Ye Jun tidak menjelaskan, hanya menanggapi dengan tenang, “Kamu memanggilku ke sini, pasti bukan hanya untuk mengucapkan ancaman yang tak berguna ini, bukan?”
“Wei pendekar, bicara langsung saja! Serahkan Kitab Empat Puluh Dua Bab, jika tidak, hari ini kamu tak bisa keluar dari sini,” Permaisuri tersenyum dingin, mengancam.
Ye Jun tertawa ringan, “Jujur saja, aku tak punya Kitab Empat Puluh Dua Bab. Yang kudapat di Perpustakaan Kerajaan hanyalah sebuah kitab bela diri. Tapi, aku tahu rahasia Kitab Empat Puluh Dua Bab.”
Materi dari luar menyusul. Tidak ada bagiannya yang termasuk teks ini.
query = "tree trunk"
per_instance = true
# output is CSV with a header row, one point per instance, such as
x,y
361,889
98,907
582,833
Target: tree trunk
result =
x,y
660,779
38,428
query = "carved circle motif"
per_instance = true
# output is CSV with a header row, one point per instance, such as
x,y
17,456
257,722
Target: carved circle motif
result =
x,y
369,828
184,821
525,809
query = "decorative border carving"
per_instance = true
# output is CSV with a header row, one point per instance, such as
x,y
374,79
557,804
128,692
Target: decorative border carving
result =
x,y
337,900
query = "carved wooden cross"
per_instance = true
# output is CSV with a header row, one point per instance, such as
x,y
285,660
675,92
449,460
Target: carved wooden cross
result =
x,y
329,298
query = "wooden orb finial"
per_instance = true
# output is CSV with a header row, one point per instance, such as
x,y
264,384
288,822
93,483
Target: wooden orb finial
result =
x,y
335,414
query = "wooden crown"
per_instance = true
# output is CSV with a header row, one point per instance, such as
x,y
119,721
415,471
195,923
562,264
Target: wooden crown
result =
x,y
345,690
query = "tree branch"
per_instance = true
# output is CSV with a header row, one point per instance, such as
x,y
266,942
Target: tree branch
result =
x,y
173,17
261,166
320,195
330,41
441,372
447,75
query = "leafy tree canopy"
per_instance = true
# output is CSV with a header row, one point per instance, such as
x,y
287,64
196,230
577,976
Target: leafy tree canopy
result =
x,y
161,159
“Kamu tahu rahasianya?” Suara Permaisuri tiba-tiba berubah, napasnya jadi berat. Ia memang menyusup ke istana untuk mencari kitab itu, tapi tak tahu apa rahasia yang tersembunyi di dalamnya.
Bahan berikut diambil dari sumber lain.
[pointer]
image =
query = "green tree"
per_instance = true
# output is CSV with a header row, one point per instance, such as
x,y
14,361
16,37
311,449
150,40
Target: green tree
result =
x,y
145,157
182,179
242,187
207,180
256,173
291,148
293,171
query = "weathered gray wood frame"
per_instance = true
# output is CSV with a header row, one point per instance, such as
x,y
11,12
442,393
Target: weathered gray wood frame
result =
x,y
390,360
“Aku dikirim ke istana oleh Ketua Serikat Langit dan Bumi, tentu aku tahu apa rahasia di dalam Kitab Empat Puluh Dua Bab!” Ye Jun tersenyum, “Namun, kenapa harus aku memberitahu kamu?”
“Asal kamu menyerahkan Kitab Empat Puluh Dua Bab dan mengungkap rahasianya, emas, perak, kekayaan, kehormatan, semua yang kamu mau bisa aku berikan!” Permaisuri tersenyum menggoda.
Jelas, ia masih percaya bahwa kitab yang diambil Ye Jun malam itu adalah Kitab Empat Puluh Dua Bab.
“Oh? Benarkah semua yang aku inginkan bisa diberikan?”
Mata Ye Jun bersinar tajam, menatap Permaisuri dengan penuh semangat.
“Haha... Tak disangka Wei pendekar rupanya jatuh hati pada diriku.” Sosok anggun di balik tirai ranjang bergetar, suara semakin lembut, “Sebenarnya, sebagai wanita Sekte Naga Suci aku tak boleh menikah. Tapi, bagaimana kalau kamu masuk ke dalam sekte? Dengan kemampuanmu, serahkan Kitab Empat Puluh Dua Bab, buat beberapa jasa besar, gulingkan pemerintahan, naik menjadi ketua sekte, saat itu, bukan hanya aku, semua wanita Sekte Naga Suci bisa jadi milikmu!”
Memang, baik Serikat Langit dan Bumi maupun Sekte Naga Suci, mereka sangat pandai menawarkan iming-iming besar—hanya beberapa kata, sudah dijanjikan masa depan yang gemilang namun tak pasti.
Ye Jun tertawa, “Suci Sekte Naga Suci, aku tak berani bermimpi setinggi itu. Bagaimana kalau kita buat sebuah perjanjian?”